If you grew up in a Judeo-Christian religion, the messages are even more confusing. In the Old Testament, God’s blessing is accompanied by wealth. Then in the New Testament, we read: “Again I say to you, it is easier for a camel to go through the eye of the needle, than for a rich man to enter the kingdom of God.”
Interestingly, one interpretation of that much-quoted verse is that “eye of the needle” was a gate along the Jerusalem wall that was used to gain entrance to the city at night when the main gate was closed. A camel would need to get down on his knees to enter through the eye of the needle. The image would have signified humility, not impossibility.
So back to our question, “How do you feel about money?” Let’s take a little test. Say these words out loud and pay attention to how they make you feel:
Hammer… Pencil… Money…
Like a hammer or a pencil, money is simply a tool. But many people find that even saying the word “money” makes them feel uncomfortable. Conversations dealing with money make them squirm. Paradoxically, these same people complain about how they never have enough of it. “I can’t afford it.” “I don’t have the money.” They comfortable discussing lack of money, but not abundance. Hmmm…
Whether you realize it or not, at this very moment, you are attracting lack or abundance. If it is more comfortable to discuss lack than abundance… which do you think you are attracting?
T. Harv Eker, author of “Secrets of the Millionaire Mind” and “SpeedWealth”, postulates that we are each born with a financial thermostat, which determines our financial set-point. In order to change your financial status in any long term or meaningful way, you need to examine your mental and emotional relationship to money. The most compelling revelation in Eker’s work is that your financial blueprint is not static. It can be changed. Set aside time to watch this video to learn more about the concept of a financial thermostat. The video is subtitled in Spanish for all our Latino friends!
If you don’t feel comfortable with the word “money”, there is a good chance you are drastically diminishing your chance of having financial abundance. Do you have a deep-seated belief that equates poverty with holiness? Do you feel that having a large amount of cash resources at your disposal would be wrong? Would you feel guilty living in a nice house or driving a nice car? Would having more than your family or friends make your feel uncomfortable?
Remember that money isn’t just useful in buying things. It is also used to pay for experiences that create life-long memories.
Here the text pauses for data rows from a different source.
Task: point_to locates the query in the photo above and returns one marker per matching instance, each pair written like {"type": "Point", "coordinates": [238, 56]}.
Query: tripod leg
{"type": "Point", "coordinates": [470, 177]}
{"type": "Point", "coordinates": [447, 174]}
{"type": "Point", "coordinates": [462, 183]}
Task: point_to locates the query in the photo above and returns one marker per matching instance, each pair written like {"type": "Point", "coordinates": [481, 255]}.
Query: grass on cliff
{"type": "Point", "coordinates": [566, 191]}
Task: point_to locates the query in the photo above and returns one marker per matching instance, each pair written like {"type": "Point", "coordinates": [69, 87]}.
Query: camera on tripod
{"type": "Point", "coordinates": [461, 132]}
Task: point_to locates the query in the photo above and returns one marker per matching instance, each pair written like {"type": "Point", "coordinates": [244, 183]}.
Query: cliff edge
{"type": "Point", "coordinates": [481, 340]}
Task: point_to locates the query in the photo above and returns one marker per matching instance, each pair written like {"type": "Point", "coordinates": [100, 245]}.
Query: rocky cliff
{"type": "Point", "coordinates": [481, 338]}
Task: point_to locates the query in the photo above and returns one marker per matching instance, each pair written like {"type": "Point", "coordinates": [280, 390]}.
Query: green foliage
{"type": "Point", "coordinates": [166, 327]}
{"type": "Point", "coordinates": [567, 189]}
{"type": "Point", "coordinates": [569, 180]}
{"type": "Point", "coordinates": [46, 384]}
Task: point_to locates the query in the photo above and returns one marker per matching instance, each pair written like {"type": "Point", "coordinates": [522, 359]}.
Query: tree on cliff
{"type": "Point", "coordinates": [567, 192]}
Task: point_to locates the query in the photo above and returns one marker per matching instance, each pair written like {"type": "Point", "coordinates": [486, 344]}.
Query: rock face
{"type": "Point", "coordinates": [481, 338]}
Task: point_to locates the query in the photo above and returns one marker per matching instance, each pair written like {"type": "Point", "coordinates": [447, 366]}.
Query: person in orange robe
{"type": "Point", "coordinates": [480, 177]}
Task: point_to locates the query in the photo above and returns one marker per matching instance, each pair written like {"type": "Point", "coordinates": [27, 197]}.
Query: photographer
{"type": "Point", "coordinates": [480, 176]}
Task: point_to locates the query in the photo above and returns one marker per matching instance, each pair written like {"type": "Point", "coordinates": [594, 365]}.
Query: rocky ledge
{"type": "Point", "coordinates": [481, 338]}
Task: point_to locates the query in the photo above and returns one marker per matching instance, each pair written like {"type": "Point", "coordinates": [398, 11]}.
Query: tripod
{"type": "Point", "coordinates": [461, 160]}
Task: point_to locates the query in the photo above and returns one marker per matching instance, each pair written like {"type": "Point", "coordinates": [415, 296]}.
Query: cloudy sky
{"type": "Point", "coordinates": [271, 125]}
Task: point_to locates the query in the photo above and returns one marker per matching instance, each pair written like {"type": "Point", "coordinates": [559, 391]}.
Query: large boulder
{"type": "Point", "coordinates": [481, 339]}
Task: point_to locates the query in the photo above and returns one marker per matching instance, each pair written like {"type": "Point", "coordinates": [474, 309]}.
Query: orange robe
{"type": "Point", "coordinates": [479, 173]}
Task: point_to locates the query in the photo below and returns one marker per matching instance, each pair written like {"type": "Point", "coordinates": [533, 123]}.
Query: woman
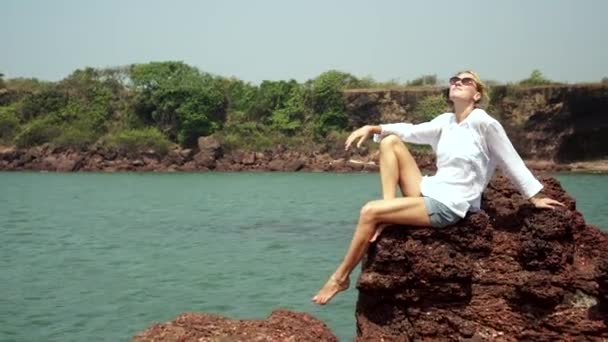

Have you ever wanted to take the family to Mexico? Europe? Thailand? Those experiences require money.
What if you could donate large sums of money to the charities of your choice? Money can be a powerful tool to enrich the lives of others.
Personally, I don’t believe money is good or evil. I believe it is nothing more than a tool. Money cannot buy love or happiness; but neither can poverty. The one thing money can buy is options. And life is too short to live without options.